How big data with Hadoop nine questions and answers explain the good

As the most widely used platform for big data processing, Hadoop is easy to use them, but to "make good" It's hard. The following is about how to make good use of Hadoop 9 Detailed questions and answers, we want to help.

Over the past decade, it is the emergence of Hadoop and continuous improvement, so that massive data mining possible, bring a revolutionary storm for scientific research and IT industry. Living in the center of the storm of Internet companies are even more this tool to the limit, not only run a myriad of off-line services on the platform, but also gradually to a more open mind, and nurturing community of learners. As the most widely used platform for big data processing, Hadoop is easy to use them, but to "make good" It's hard. The following is about how to make good use of Hadoop 9 Detailed questions and answers, we want to help.

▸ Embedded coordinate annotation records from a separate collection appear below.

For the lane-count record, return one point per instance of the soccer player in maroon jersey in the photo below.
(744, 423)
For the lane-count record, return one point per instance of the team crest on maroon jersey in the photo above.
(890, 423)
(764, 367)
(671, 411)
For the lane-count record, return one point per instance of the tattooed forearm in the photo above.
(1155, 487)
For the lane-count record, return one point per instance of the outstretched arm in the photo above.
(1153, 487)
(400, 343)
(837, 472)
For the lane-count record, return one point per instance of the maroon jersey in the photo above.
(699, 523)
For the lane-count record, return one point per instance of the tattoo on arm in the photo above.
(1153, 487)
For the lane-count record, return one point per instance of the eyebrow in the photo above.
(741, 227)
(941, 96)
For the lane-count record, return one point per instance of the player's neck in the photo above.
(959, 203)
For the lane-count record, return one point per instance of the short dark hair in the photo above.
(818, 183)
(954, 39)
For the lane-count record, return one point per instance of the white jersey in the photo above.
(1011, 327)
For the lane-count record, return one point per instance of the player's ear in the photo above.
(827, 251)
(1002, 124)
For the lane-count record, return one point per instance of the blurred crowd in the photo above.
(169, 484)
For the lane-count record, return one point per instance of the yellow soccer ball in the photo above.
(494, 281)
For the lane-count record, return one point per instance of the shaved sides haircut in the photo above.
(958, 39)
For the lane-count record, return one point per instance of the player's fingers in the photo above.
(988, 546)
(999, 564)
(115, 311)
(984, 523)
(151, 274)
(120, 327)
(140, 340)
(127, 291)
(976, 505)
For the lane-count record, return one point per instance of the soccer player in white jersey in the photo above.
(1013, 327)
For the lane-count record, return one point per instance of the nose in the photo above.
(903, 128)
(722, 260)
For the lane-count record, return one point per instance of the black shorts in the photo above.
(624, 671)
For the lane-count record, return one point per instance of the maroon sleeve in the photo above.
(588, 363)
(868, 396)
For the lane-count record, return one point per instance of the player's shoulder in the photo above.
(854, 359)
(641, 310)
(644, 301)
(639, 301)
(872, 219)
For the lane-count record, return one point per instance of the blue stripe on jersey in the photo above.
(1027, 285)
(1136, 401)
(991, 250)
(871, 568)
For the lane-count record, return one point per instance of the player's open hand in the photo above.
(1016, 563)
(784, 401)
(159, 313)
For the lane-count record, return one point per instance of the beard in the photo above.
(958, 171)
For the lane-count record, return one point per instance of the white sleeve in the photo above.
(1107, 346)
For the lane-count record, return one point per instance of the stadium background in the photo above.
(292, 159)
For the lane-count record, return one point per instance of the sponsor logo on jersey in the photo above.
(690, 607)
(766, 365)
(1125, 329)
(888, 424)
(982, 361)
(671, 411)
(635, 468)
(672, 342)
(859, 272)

Q: Hadoop applicable does not apply to e-government Why??

A: E-government is the use of Internet technology to achieve restructuring optimize the government organizational structure and work processes, and built a streamlined, efficient, clean and fair operation of the government information service platform. Therefore, e-government will certainly generate a lot of data and the corresponding associated computing requirements and needs of both data and calculations involved in the traditional system architectures reach a certain size will not be met, need the help of massive data processing platform, such as Hadoop technology, So you can build e-government cloud platform leverages Hadoop technology.

In summary, there is no absolute fit any system and is not suitable only when need arises can decide, on a very small e-government system does not require such technology hadoop if no play data processing and computational analysis needs, in fact, commercial e-government platform often involves large-scale data analysis and a lot of computing needs, so we need this technology to solve Hadoop.

Q: hadoop advantage for real-time online processing it?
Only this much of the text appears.